Isn’t it a question of risk? If it’s true that Macs are much less prone to viruses, that’s still valuable, no?
Also, I went onto my wife’s laptop to update the OS the other day and found that you have to pay a walloping great wedge to get it. I mean, pay for an OS???
The Mac supporters and the PC supporters are a bit like the Montagues and the Capulets…
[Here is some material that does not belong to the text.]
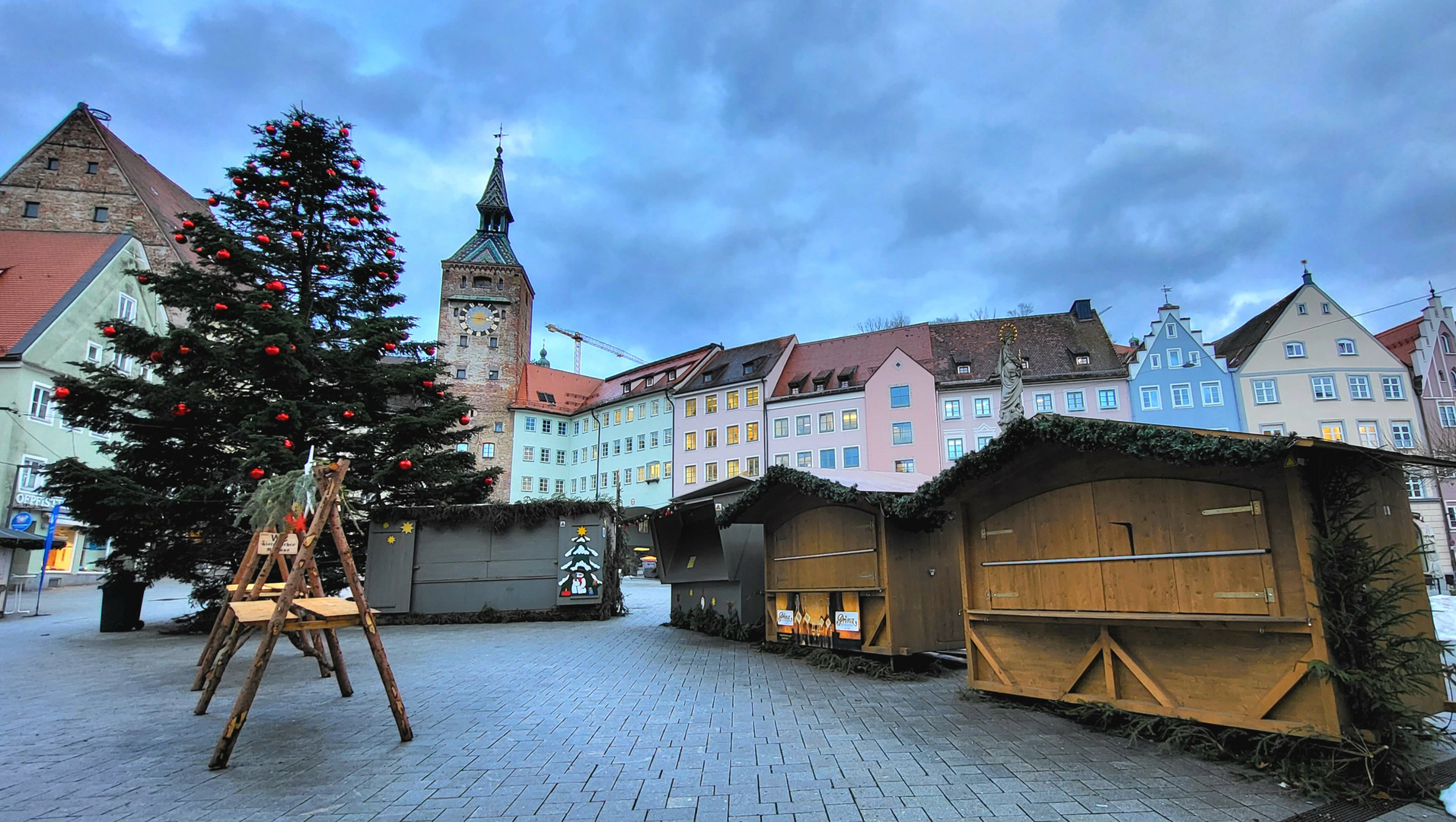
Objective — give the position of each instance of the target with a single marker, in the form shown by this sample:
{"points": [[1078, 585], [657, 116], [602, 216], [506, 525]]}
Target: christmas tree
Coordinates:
{"points": [[287, 349], [581, 568]]}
SketchUp is using the standard “Customize Toolbar…” UI available for all mac apps that use a toolbar. The problem is that the apps usually come with a small fixed number of icons to choose from. I love SketchUp’s extension system, but the number of icons can get out of control and it needs a search feature. This won’t be easy to fix as they’re using the standard OS UI for customising the toolbar and it just doesn’t have a search bar or other feature to help handle hundreds of icons. There’s not even that much room to use lots of icons on the toolbar. After so many, you have to access them from a menu at the right hand side, depending on the horizontal resolution of your screen.
Pay for software? Yeah, why not. An OS is a huge amount of work.
Apple makes plenty of money from selling the hardware so that funds development of the OS. Apple used to charge for the OS too. It was about £100 for every major version of OS X until they decided to give it away for ‘free’. MS can’t do this as most of the hardware Windows runs on isn’t sold by MS.
I don’t really want to get into this argument but if you can’t guess which side I’m on, look at my profile.
Life is risk.
But security through obscurity is delusional.
I would rather know and accept the risks than have a false belief that I’m immune to them.
Using a computer is like driving a car. Some basic training, followed by common sense and maintenance. Learn where your risks lie, take appropriate actions, keep things up to date.
After all you wouldn’t drive a rusted, death trap, car 100mph around a corner would you?
And yes you do pay for the O.S what do you think the “Apple tax” is?
I can price and build a “pc” with the exact specs (actually better specs because Apple tends to use old tech that you can no longer buy) as the high end desktop macs for half the price, including a fresh windows 10.
So by my calculations (in my countries money) windows 10 is around $250, the price difference between the above systems was $5000.
There are several places in the SketchUp GUI on Mac where long ago the developers took the path of adapting a system library element rather than writing one themselves, leading to significant differences between the SketchUp GUI Mac and Windows versions. One example is the original subject of this topic: the way there is only a single customizable toolbar and the awkward panel for managing it. The materials editor is frequently mentioned also. Despite years of criticism, the SketchUp GUI on Mac has largely remained frozen as is.
I’ve never seen a comment from an actual developer about why they did that or why they don’t address the complaints. Perhaps thinking these OSX widgets would be familiar and comfortable to Mac users? Perhaps because starting from scratch would be more work?
Whatever the reasons, making this into a Windows vs Mac diatribe isn’t useful. That’s an old and stale argument in which the positions on both sides are so rigid that we aren’t going to solve it here.
LayOut seems to have been designed by Mac users. In Windows the Edit menu is usually only for editing the open open document but in LO it is also used for program wide preferences. The dialog windows also have the affirmative/default option to the right which is a Mac thing.